Question soumise le 1er mai 2018

M. Lionel Causse attire l'attention de Mme la ministre des solidarités et de la santé sur le sujet de la vaccination et en particulier des vaccins Gardasil/Cervarix contre le cancer du col de l'utérus ainsi que d'autres affections vénériennes causées par le HPV (Human papilloma virus). En effet, dans le pays de Pasteur, le sujet des vaccins déchaîne les passions et suscite une défiance grandissante sans qu'un débat apaisé et rationnel puisse avoir lieu. Ce débat ne peut être nié, avec, comme dans de nombreux pays, des associations ou des particuliers qui déposent des plaintes contre les laboratoires fabricants en raison de troubles handicapants possiblement survenus suite aux injections, de Gardasil notamment. C'est le cas d'une personne de sa circonscription, touchée par une encéphalomyélite l'ayant laissée fortement handicapée. Il faut admettre que les risques existent et le travail pour les minimiser doit être une priorité. Si l'on souhaite restaurer à juste titre la confiance dans les vaccins, il faut faire preuve de franchise, de transparence afin que leur crédibilité soit naturellement renforcée. De plus, des études attestent de la biopersistance des sels d'aluminium au site d'injection et confirment la migration d'une partie dans l'organisme et notamment vers le cerveau. En mars 2012, le groupe d'études sur la vaccination de l'Assemblée nationale a recommandé la mise en place d'un moratoire sur les adjuvants aluminiques. Le sujet n'a pas progressé alors qu'une alternative peut être envisagée avec le phosphate de calcium. Ainsi il lui demande de préciser les intentions du Gouvernement à ce sujet et s'il est envisagé de lancer un travail de réflexion sur la substitution des sels aluminiques par d'autres adjuvants.

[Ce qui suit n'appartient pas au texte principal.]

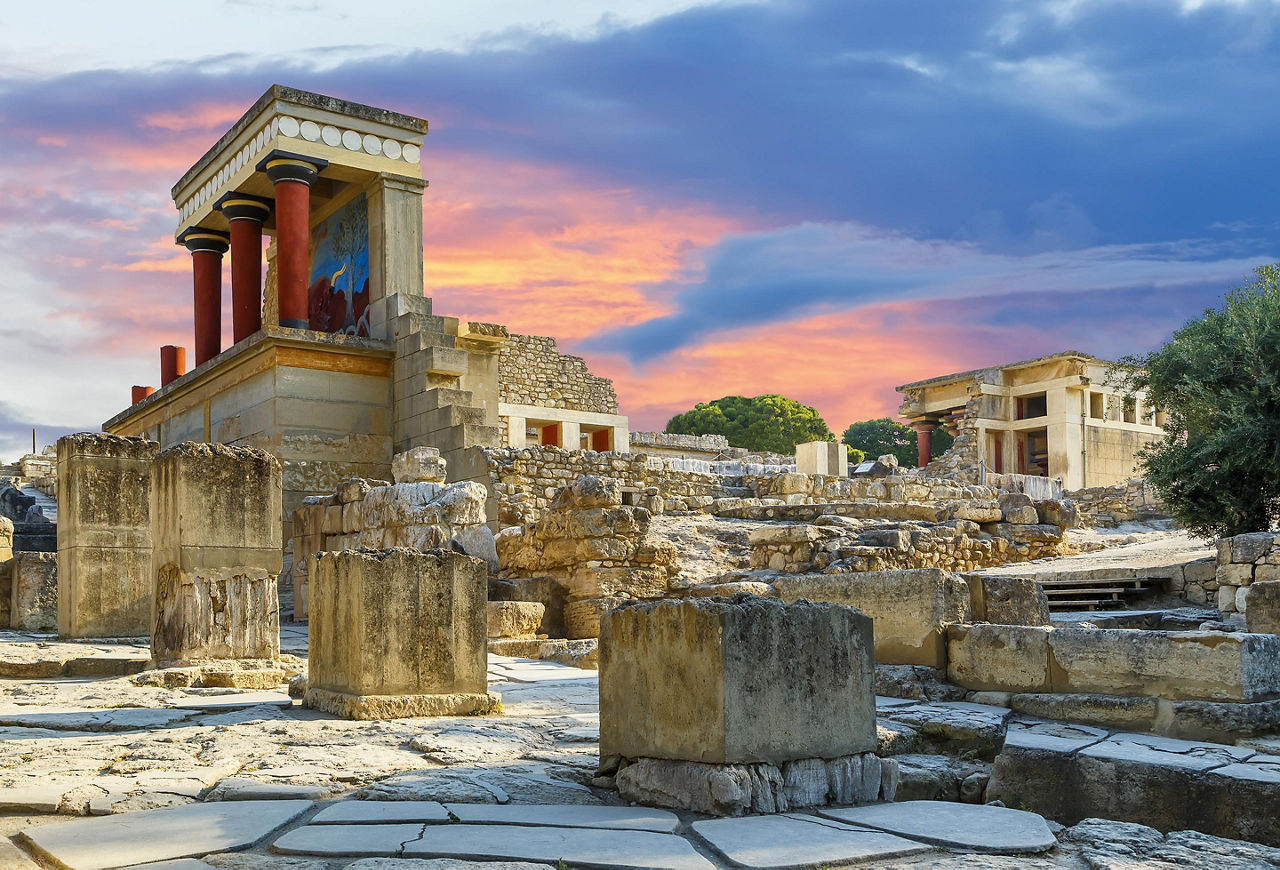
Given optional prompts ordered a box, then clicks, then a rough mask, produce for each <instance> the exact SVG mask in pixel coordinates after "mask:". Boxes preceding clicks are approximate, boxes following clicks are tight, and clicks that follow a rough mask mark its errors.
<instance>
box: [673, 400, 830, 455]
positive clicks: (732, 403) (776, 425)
mask: <svg viewBox="0 0 1280 870" xmlns="http://www.w3.org/2000/svg"><path fill="white" fill-rule="evenodd" d="M666 431H667V432H671V434H676V435H723V436H724V438H727V439H728V443H730V444H731V445H732V447H741V448H746V449H748V450H765V452H769V453H783V454H791V453H795V449H796V444H805V443H808V441H835V440H836V436H835V435H833V434H832V431H831V429H828V427H827V421H824V420H823V418H822V417H820V416H819V415H818V411H817V409H815V408H810V407H809V406H808V404H801V403H799V402H796V400H795V399H788V398H786V397H785V395H772V394H771V395H756V397H754V398H750V399H749V398H746V397H742V395H726V397H724V398H722V399H716V400H714V402H699V403H698V404H696V406H694V408H692V409H690V411H686V412H684V413H677V415H676V416H675V417H672V418H671V420H669V421H668V422H667V429H666Z"/></svg>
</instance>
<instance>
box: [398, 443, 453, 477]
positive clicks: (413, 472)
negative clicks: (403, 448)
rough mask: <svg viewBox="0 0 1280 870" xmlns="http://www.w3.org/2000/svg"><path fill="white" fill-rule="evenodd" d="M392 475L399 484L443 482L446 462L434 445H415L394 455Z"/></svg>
mask: <svg viewBox="0 0 1280 870" xmlns="http://www.w3.org/2000/svg"><path fill="white" fill-rule="evenodd" d="M392 477H394V478H396V482H397V484H417V482H430V484H443V482H444V480H445V462H444V459H442V458H440V452H439V450H436V449H435V448H434V447H415V448H413V449H411V450H406V452H404V453H397V454H396V455H393V457H392Z"/></svg>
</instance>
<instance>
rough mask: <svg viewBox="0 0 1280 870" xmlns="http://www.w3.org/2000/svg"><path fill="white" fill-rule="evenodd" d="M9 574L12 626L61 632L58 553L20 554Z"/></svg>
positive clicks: (14, 560)
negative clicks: (9, 578) (11, 595)
mask: <svg viewBox="0 0 1280 870" xmlns="http://www.w3.org/2000/svg"><path fill="white" fill-rule="evenodd" d="M9 572H10V595H12V597H10V609H9V627H12V628H20V629H24V631H58V554H56V553H17V554H15V555H14V559H13V563H12V564H10V565H9Z"/></svg>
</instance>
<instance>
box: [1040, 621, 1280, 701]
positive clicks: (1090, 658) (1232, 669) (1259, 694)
mask: <svg viewBox="0 0 1280 870" xmlns="http://www.w3.org/2000/svg"><path fill="white" fill-rule="evenodd" d="M1048 644H1050V654H1051V655H1052V667H1053V670H1052V676H1053V687H1052V688H1053V691H1056V692H1100V693H1105V695H1147V696H1156V697H1165V699H1170V700H1206V701H1261V700H1266V699H1272V697H1280V636H1275V635H1244V633H1222V632H1164V631H1132V629H1123V628H1057V629H1053V631H1052V632H1050V640H1048Z"/></svg>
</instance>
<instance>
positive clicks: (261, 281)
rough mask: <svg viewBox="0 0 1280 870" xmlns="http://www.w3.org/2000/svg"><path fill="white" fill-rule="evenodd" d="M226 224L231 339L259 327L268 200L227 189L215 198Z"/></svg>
mask: <svg viewBox="0 0 1280 870" xmlns="http://www.w3.org/2000/svg"><path fill="white" fill-rule="evenodd" d="M216 207H218V209H219V210H221V212H223V216H225V218H227V221H228V223H229V224H230V230H232V232H230V239H232V343H233V344H234V343H237V342H242V340H244V339H246V338H248V336H250V335H252V334H253V333H256V331H257V330H260V329H262V223H264V221H265V220H266V219H268V218H270V215H271V201H270V200H264V198H262V197H256V196H248V194H247V193H228V194H227V196H224V197H223V198H221V200H219V201H218V206H216Z"/></svg>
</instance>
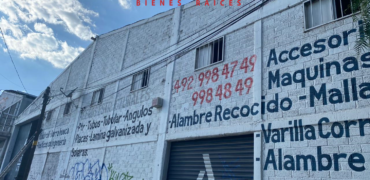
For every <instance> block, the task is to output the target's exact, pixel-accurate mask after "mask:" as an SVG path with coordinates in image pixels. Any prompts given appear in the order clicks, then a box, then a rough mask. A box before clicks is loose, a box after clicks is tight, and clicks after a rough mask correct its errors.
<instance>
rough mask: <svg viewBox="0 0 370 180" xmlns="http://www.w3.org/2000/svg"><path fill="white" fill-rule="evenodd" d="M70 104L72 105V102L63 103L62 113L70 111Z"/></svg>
mask: <svg viewBox="0 0 370 180" xmlns="http://www.w3.org/2000/svg"><path fill="white" fill-rule="evenodd" d="M71 105H72V102H69V103H67V104H66V105H65V107H64V113H63V114H64V115H67V114H69V113H71Z"/></svg>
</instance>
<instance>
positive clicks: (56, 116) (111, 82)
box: [17, 0, 370, 180]
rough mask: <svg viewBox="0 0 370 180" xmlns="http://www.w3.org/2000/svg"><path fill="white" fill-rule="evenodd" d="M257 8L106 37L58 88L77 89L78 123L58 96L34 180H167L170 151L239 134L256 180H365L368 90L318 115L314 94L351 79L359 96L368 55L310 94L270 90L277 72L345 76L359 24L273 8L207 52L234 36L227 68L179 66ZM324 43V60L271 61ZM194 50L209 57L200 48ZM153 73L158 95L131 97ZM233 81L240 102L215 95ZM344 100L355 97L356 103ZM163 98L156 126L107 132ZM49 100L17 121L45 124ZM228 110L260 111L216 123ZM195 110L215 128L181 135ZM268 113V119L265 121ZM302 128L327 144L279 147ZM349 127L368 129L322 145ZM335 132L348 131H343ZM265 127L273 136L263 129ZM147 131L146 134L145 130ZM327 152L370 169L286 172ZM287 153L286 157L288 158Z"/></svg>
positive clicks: (288, 9) (367, 70) (255, 111)
mask: <svg viewBox="0 0 370 180" xmlns="http://www.w3.org/2000/svg"><path fill="white" fill-rule="evenodd" d="M203 2H204V1H203ZM248 2H249V1H248ZM258 4H259V2H258V1H257V2H255V3H254V4H250V5H249V6H245V7H244V6H243V8H238V7H237V6H234V7H220V6H216V7H212V6H211V7H209V8H208V7H207V8H206V7H197V6H195V2H192V3H189V4H187V5H185V6H183V7H181V8H176V9H174V10H170V11H167V12H165V13H162V14H159V15H157V16H154V17H152V18H150V19H147V20H143V21H140V22H137V23H134V24H132V25H129V26H126V27H123V28H121V29H118V30H115V31H112V32H110V33H107V34H104V35H101V36H99V37H98V38H97V40H96V41H95V42H93V43H92V44H91V45H90V46H89V47H88V48H87V49H86V50H85V51H84V52H83V53H82V54H81V55H80V56H79V57H78V58H76V60H75V61H74V62H73V63H72V64H71V65H70V66H69V67H68V68H67V69H66V70H65V71H64V72H63V73H62V75H60V76H59V77H58V78H57V79H56V80H55V81H54V82H53V83H52V84H51V87H52V90H59V88H60V87H63V88H64V90H66V91H68V90H72V89H74V88H76V87H78V89H77V91H76V92H75V93H74V94H73V102H74V105H75V106H73V108H72V109H73V111H72V113H71V114H70V115H67V116H66V115H63V111H64V107H65V103H67V102H69V101H71V100H70V99H68V98H65V97H64V96H62V95H58V93H57V92H55V93H56V94H53V95H55V97H54V99H53V100H52V102H51V103H50V104H49V105H48V107H47V110H51V109H55V115H54V116H53V118H52V119H51V120H50V121H49V122H44V123H43V129H44V137H43V138H42V139H41V140H40V141H39V144H46V145H45V147H42V146H39V147H38V148H37V150H36V153H35V157H34V160H33V163H32V167H31V171H30V176H29V179H32V178H34V179H47V178H53V179H75V178H76V177H79V176H78V175H81V176H80V177H84V176H89V175H91V174H87V173H86V171H85V173H82V171H81V172H80V171H77V170H76V169H79V168H81V170H82V169H84V168H87V167H89V165H92V166H93V168H95V169H94V170H97V171H94V172H97V174H94V175H102V177H104V178H105V179H107V178H108V179H109V177H113V176H114V175H115V174H117V173H124V174H125V177H127V178H131V177H132V178H133V179H145V180H146V179H162V178H163V177H164V174H165V173H166V168H165V167H166V155H168V153H169V152H168V151H167V147H168V145H169V142H170V141H179V140H191V139H199V138H207V137H220V136H233V135H240V134H254V137H255V143H254V145H255V152H254V156H255V158H254V160H255V162H254V167H255V168H254V176H255V179H310V180H314V179H315V180H316V179H320V180H324V179H335V178H338V179H340V178H344V179H366V175H367V173H368V170H367V169H368V168H369V158H370V154H369V153H368V146H369V145H368V144H369V142H368V140H367V139H368V137H367V136H368V134H369V132H370V131H369V124H366V123H365V124H366V125H365V126H364V134H361V133H360V132H359V130H360V127H359V124H360V121H358V119H367V118H369V116H370V114H369V111H368V110H367V109H368V107H369V102H370V101H369V100H368V99H366V98H367V96H368V94H369V92H368V91H369V90H366V89H365V90H363V94H364V95H363V96H366V98H363V97H360V96H359V98H358V100H353V96H352V95H350V100H349V102H343V103H338V104H333V103H327V104H326V105H324V104H323V101H322V100H314V103H313V105H311V104H310V96H312V95H310V93H311V94H312V91H313V90H312V88H316V90H318V89H319V88H320V87H321V86H322V85H323V84H326V88H327V91H329V89H332V88H338V89H341V91H342V92H343V91H344V90H343V88H344V86H345V85H344V81H343V80H345V79H349V82H351V81H350V79H351V78H356V79H355V80H356V83H357V89H358V91H359V90H360V89H361V88H360V87H359V85H360V84H361V83H369V79H370V78H369V77H370V76H369V72H370V71H369V70H367V69H366V68H364V67H363V65H365V66H366V65H367V64H368V62H367V61H366V60H367V59H368V56H364V57H363V59H365V61H359V70H354V71H352V72H345V71H344V69H343V67H341V71H342V73H341V74H338V75H337V74H334V71H333V70H332V71H331V72H332V75H330V76H328V77H324V78H316V79H314V80H306V81H305V87H302V85H301V84H299V83H295V82H292V83H291V85H286V86H280V87H277V86H276V84H275V85H273V86H272V87H271V88H269V86H268V83H269V81H271V77H270V78H269V73H272V74H274V73H276V71H277V70H279V71H280V75H282V74H284V73H290V74H291V75H294V72H296V71H297V70H301V69H306V68H309V69H310V71H311V72H312V71H313V70H314V66H319V65H320V64H325V63H327V62H331V61H338V62H339V64H340V66H343V65H344V64H345V62H343V59H345V58H347V57H355V58H358V57H357V56H356V54H355V51H354V50H353V46H354V41H355V38H356V35H358V31H357V32H356V33H352V34H350V35H349V36H348V44H346V45H344V39H343V32H344V31H349V30H351V29H353V28H356V27H355V26H354V25H353V22H352V18H351V17H347V18H343V19H339V20H336V21H333V22H330V23H327V24H324V25H322V26H320V27H317V28H313V29H311V30H305V28H304V11H303V1H296V0H284V1H277V0H273V1H270V2H269V3H267V4H266V5H265V6H263V8H261V9H259V10H257V11H255V12H253V13H251V14H249V15H248V16H247V17H245V18H243V19H241V20H240V21H238V22H237V23H235V24H233V25H232V26H230V27H227V28H224V29H222V31H220V32H219V33H218V34H217V35H216V36H213V37H212V38H208V42H211V41H212V40H215V39H217V38H219V37H224V38H225V42H224V43H225V54H224V61H223V62H222V63H218V64H215V65H212V66H209V67H206V68H203V69H200V70H195V69H194V66H195V53H196V49H195V48H191V49H188V51H186V52H185V53H182V54H181V55H180V56H173V55H174V54H175V53H176V52H179V51H180V50H183V49H186V48H185V47H186V45H189V44H191V43H192V42H197V41H198V40H200V39H203V38H204V37H207V36H208V35H210V34H211V33H214V32H215V31H216V30H217V29H219V28H220V27H221V26H222V25H223V24H224V23H227V22H230V20H229V18H232V17H234V15H238V14H239V15H240V14H241V13H243V12H247V11H248V10H249V9H252V7H255V6H257V5H258ZM250 6H252V7H250ZM336 34H337V35H339V36H341V37H342V44H341V45H340V46H339V47H337V48H330V47H328V45H327V42H328V41H329V39H330V37H332V36H333V35H336ZM319 39H325V42H326V50H325V51H323V52H320V53H316V54H315V53H313V54H312V55H309V56H307V57H299V58H297V59H296V60H288V61H287V62H284V63H280V62H279V63H278V64H271V59H273V57H274V56H273V55H271V52H272V50H273V49H275V51H276V54H277V58H278V59H279V54H280V53H281V52H283V51H285V50H287V51H290V50H291V49H293V48H294V47H298V48H299V49H301V47H302V46H304V45H305V44H307V43H309V44H311V45H314V43H315V41H317V40H319ZM205 42H206V41H204V43H205ZM333 43H335V42H334V41H333ZM194 47H199V44H198V46H194ZM297 53H300V51H297V52H294V53H293V55H296V54H297ZM364 53H366V52H364ZM364 53H362V54H364ZM253 55H256V57H257V58H256V62H255V66H254V71H252V69H251V68H252V67H251V66H250V67H249V68H248V71H247V72H245V70H244V69H240V65H241V64H242V62H243V60H244V59H245V58H249V59H250V58H251V57H252V56H253ZM282 57H283V58H284V57H286V55H283V56H282ZM320 58H324V62H323V63H320V61H319V59H320ZM360 58H361V57H360ZM269 61H270V65H269V66H268V65H267V64H268V62H269ZM232 62H234V63H235V62H238V65H237V66H236V68H235V71H234V74H233V77H232V78H231V77H230V75H229V77H228V78H226V77H225V76H224V75H222V74H221V72H222V70H223V68H224V67H225V64H228V65H229V71H231V70H232V64H231V63H232ZM249 65H251V64H249ZM147 67H150V68H151V70H150V72H151V74H150V81H149V86H148V87H147V88H145V89H142V90H138V91H134V92H130V89H131V87H130V84H131V82H132V75H133V74H134V73H135V72H138V71H140V70H143V69H144V68H147ZM349 67H352V66H349ZM215 68H218V76H219V77H218V79H217V81H216V80H215V81H214V82H213V81H212V80H210V82H209V83H208V84H207V83H203V84H202V85H201V86H200V81H199V79H198V77H199V75H200V74H201V73H207V71H208V70H210V71H211V72H213V70H214V69H215ZM215 71H216V70H215ZM325 71H326V70H325ZM214 76H216V75H214ZM287 76H288V75H287ZM190 77H193V79H194V80H193V81H192V84H190V85H189V86H188V84H187V85H186V88H185V89H184V90H183V88H182V87H181V89H179V91H178V92H177V90H176V89H174V86H175V84H176V82H177V81H179V82H180V85H181V81H182V80H183V79H184V78H186V79H187V80H189V78H190ZM214 78H215V79H216V77H214ZM247 78H253V86H252V87H251V89H250V91H249V93H248V94H247V90H246V87H244V90H243V92H242V94H241V95H240V94H239V92H237V91H236V90H235V88H236V86H237V84H238V81H239V79H241V80H242V81H243V84H244V82H245V81H246V79H247ZM280 78H282V77H280ZM297 78H299V77H297ZM189 81H190V80H189ZM228 83H230V85H231V95H230V97H229V98H225V96H222V97H221V100H220V99H219V97H217V96H215V93H216V91H217V89H218V87H219V86H220V85H221V87H222V89H223V90H224V91H223V92H225V85H226V84H228ZM280 83H282V82H280ZM311 86H312V88H311V90H310V87H311ZM363 86H366V84H363ZM101 87H105V98H104V101H103V103H102V104H100V105H95V106H90V102H91V98H92V93H93V92H94V91H95V90H97V89H99V88H101ZM188 87H189V89H188ZM209 89H212V93H213V94H212V101H210V102H207V101H204V102H203V103H202V104H201V103H200V100H198V101H197V103H196V105H194V101H193V100H192V96H193V95H194V93H195V92H198V93H200V92H201V91H202V90H204V91H205V92H207V90H209ZM52 92H53V93H54V91H52ZM275 94H276V95H278V97H279V98H278V99H277V101H278V102H279V103H278V106H279V110H278V111H277V112H268V111H267V110H266V108H267V106H269V108H270V109H272V108H273V106H274V104H271V103H268V102H270V101H271V100H274V99H275V96H276V95H275ZM326 94H327V96H328V98H329V96H330V95H331V93H330V92H326ZM304 95H306V99H302V98H301V100H300V97H301V96H304ZM342 95H343V98H344V97H345V95H344V94H342ZM155 97H161V98H163V99H164V106H163V107H162V108H160V109H156V108H152V109H151V110H152V114H151V115H150V116H149V115H147V116H145V117H141V118H138V119H136V120H132V119H131V120H126V121H125V120H124V118H121V119H120V121H119V123H115V124H109V125H108V124H107V125H104V122H103V123H101V121H104V118H105V117H109V116H110V117H112V116H113V117H114V116H116V115H117V116H125V115H126V113H127V112H129V113H130V112H134V111H137V110H138V111H139V112H140V110H141V109H145V108H150V107H151V103H152V99H153V98H155ZM263 97H264V98H263ZM312 97H313V96H312ZM284 98H285V99H287V98H289V99H290V100H291V102H292V106H291V107H290V109H289V110H282V109H281V105H282V106H283V107H288V104H286V103H285V104H284V103H282V104H280V102H281V101H282V100H283V99H284ZM41 100H42V98H39V99H38V100H36V101H35V103H34V104H35V105H33V106H30V107H29V108H28V111H27V112H26V113H24V114H23V115H22V117H20V118H19V119H18V121H17V123H18V124H19V123H22V122H24V121H27V120H28V119H30V118H32V117H35V116H37V115H38V114H39V110H38V109H37V105H38V104H40V102H41ZM262 104H265V105H264V106H263V105H262ZM76 106H77V107H76ZM221 106H222V112H225V110H226V111H227V109H229V110H230V111H232V110H233V109H236V108H235V107H238V108H239V110H240V109H241V108H243V109H244V110H245V111H243V113H245V114H246V113H247V109H248V108H249V114H248V116H246V117H241V114H240V111H238V109H236V111H235V112H237V113H238V115H239V116H238V117H235V118H230V119H229V120H225V117H227V115H226V116H225V117H223V116H222V118H223V120H222V121H220V118H219V117H218V119H217V120H215V116H216V113H217V112H216V110H217V108H218V110H220V107H221ZM247 106H248V108H247ZM252 107H253V109H252ZM263 107H264V108H263ZM81 108H82V109H81ZM263 109H264V110H263ZM194 111H196V113H197V114H198V115H200V114H201V113H205V114H206V113H208V112H211V113H212V115H211V121H210V122H207V121H206V119H205V115H204V116H203V119H202V124H195V125H186V126H175V123H172V121H173V120H174V116H177V115H179V114H180V116H181V117H185V116H192V115H193V113H194ZM263 111H265V112H264V113H262V112H263ZM252 112H253V114H252ZM325 117H326V118H328V119H329V120H330V123H324V124H323V125H322V126H320V127H322V128H323V129H321V130H320V129H319V125H318V122H319V120H320V119H322V118H325ZM226 119H227V118H226ZM294 120H302V121H301V122H302V125H303V126H305V127H306V128H308V129H309V128H311V126H308V125H312V128H313V129H314V131H315V133H316V136H317V137H316V140H312V139H307V138H306V139H305V140H303V141H298V142H297V141H296V140H295V139H291V138H290V134H289V133H288V131H285V132H284V133H280V134H285V137H286V138H285V140H284V142H278V141H277V139H275V140H276V141H275V140H274V142H271V141H272V140H271V139H269V136H272V135H274V136H273V138H278V137H277V136H278V135H279V134H278V133H277V132H278V131H279V132H280V131H281V130H280V128H288V130H289V128H290V127H293V125H292V124H293V122H294ZM345 121H348V122H349V121H351V122H352V123H355V122H357V126H355V125H353V126H351V127H350V128H349V129H350V130H351V132H350V133H351V134H350V135H348V137H346V136H342V137H340V138H335V137H329V138H322V137H319V133H320V132H330V131H331V128H334V129H333V131H334V133H339V134H340V133H341V131H344V130H343V129H340V127H344V129H345V123H346V122H345ZM92 122H94V123H92ZM289 122H291V123H292V124H289ZM333 122H338V123H339V124H341V125H339V124H338V123H335V124H332V123H333ZM363 122H367V121H363ZM269 123H271V124H270V126H271V132H270V134H268V130H267V129H266V128H267V127H268V125H269ZM97 124H99V127H95V126H98V125H97ZM88 125H94V127H88ZM262 125H263V127H264V128H265V129H262ZM128 127H131V129H132V127H135V129H136V128H138V131H135V134H133V133H130V134H129V135H127V134H126V135H123V134H124V133H123V130H124V128H128ZM141 127H142V128H143V129H142V130H140V128H141ZM272 129H275V130H272ZM293 129H294V128H293ZM116 130H118V131H116ZM120 130H121V131H120ZM126 131H127V129H126ZM60 132H64V134H63V133H60ZM67 132H68V133H67ZM111 132H113V134H115V135H114V137H110V138H109V140H108V138H107V133H111ZM99 133H103V134H104V133H105V137H104V138H102V139H100V140H96V141H92V139H91V138H90V136H91V134H99ZM305 133H306V131H305ZM111 134H112V133H111ZM293 134H294V133H293ZM258 135H260V136H258ZM294 136H295V135H294ZM307 136H309V135H307ZM84 137H87V139H86V142H84ZM280 140H281V135H280ZM281 141H282V140H281ZM50 142H53V145H51V146H49V143H50ZM64 143H65V144H64ZM318 147H320V148H321V150H322V152H323V153H325V154H329V155H330V156H331V157H334V156H337V155H334V154H335V153H337V154H340V153H345V154H346V157H347V160H348V158H349V156H350V154H352V153H359V154H361V155H362V156H363V157H364V160H365V163H356V166H357V167H362V166H363V167H364V168H365V169H366V170H365V171H361V172H358V171H355V170H353V168H351V167H350V166H349V165H348V162H347V160H346V159H344V158H342V159H340V160H339V164H336V165H338V169H336V168H335V167H334V164H333V165H332V167H331V168H329V169H328V170H322V171H319V170H318V165H317V163H318V162H316V170H315V169H313V168H312V167H313V166H312V164H310V162H309V160H308V169H307V170H304V166H303V161H301V162H298V164H299V165H300V168H301V169H300V170H297V169H294V170H286V168H284V167H282V168H281V169H280V167H278V166H279V164H278V160H279V157H282V159H283V160H284V162H286V160H285V159H284V156H286V155H289V156H292V157H294V158H296V156H297V155H304V156H307V155H312V157H314V158H315V159H316V161H318V160H317V159H318V155H317V151H318V149H319V148H318ZM76 150H77V151H76ZM280 150H281V152H282V154H281V155H280V156H279V152H280ZM48 153H49V154H48ZM78 153H80V154H79V155H78ZM272 153H273V155H272ZM272 156H273V157H275V159H276V160H275V161H276V163H277V167H276V168H275V167H274V165H273V163H272V159H271V158H272ZM342 156H344V155H342ZM257 159H258V160H257ZM284 162H282V166H283V165H284ZM333 162H334V161H333ZM298 164H296V167H298ZM265 167H266V168H265ZM99 169H100V170H99ZM84 170H88V169H84ZM104 178H103V179H104ZM77 179H78V178H77Z"/></svg>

Réponse émise le 5 novembre 2019

Les sels d'aluminium sont employés depuis des décennies et des millions de doses de vaccins contenant des sels d'aluminium ont été injectées dans le monde sans que la dangerosité supposée de cet adjuvant ait été prouvée. En France, de hautes instances scientifiques telles, l'Académie nationale de pharmacie, le Haut conseil de santé publique, ont analysé l'ensemble des données scientifiques concernant les adjuvants aluminiques contenus dans les vaccins. Ces deux instances ont conclu que l'ensemble des données scientifiques disponibles ne permettent pas de remettre en cause la sécurité des vaccins contenant de l'aluminium, au regard de leur balance bénéfice/risque. La recherche en santé est importante pour l'amélioration des connaissances et des savoirs. Il n'y a aucun obstacle à ce que des équipes de recherche travaillent sur les questions de l'aluminium dans les vaccins. Il existe en France, plusieurs agences et institutions qui financent des recherches fondamentales ou médicales via des appels à projets. Il convient de rappeler que la vaccination est un geste de prévention simple et efficace. Elle permet d'éviter pour soi-même et pour les autres des maladies infectieuses graves qui peuvent entraîner d'importantes complications. Son bénéfice est double : elle permet de se protéger individuellement et de protéger son entourage, notamment les personnes les plus fragiles telles que les nouveau-nés, les femmes enceintes, les personnes malades ou immunodéprimées et les personnes âgées. La vaccination participe à renforcer l'immunité de groupe (protection collective) et, à ce titre, s'apparente à un véritable geste citoyen et de solidarité.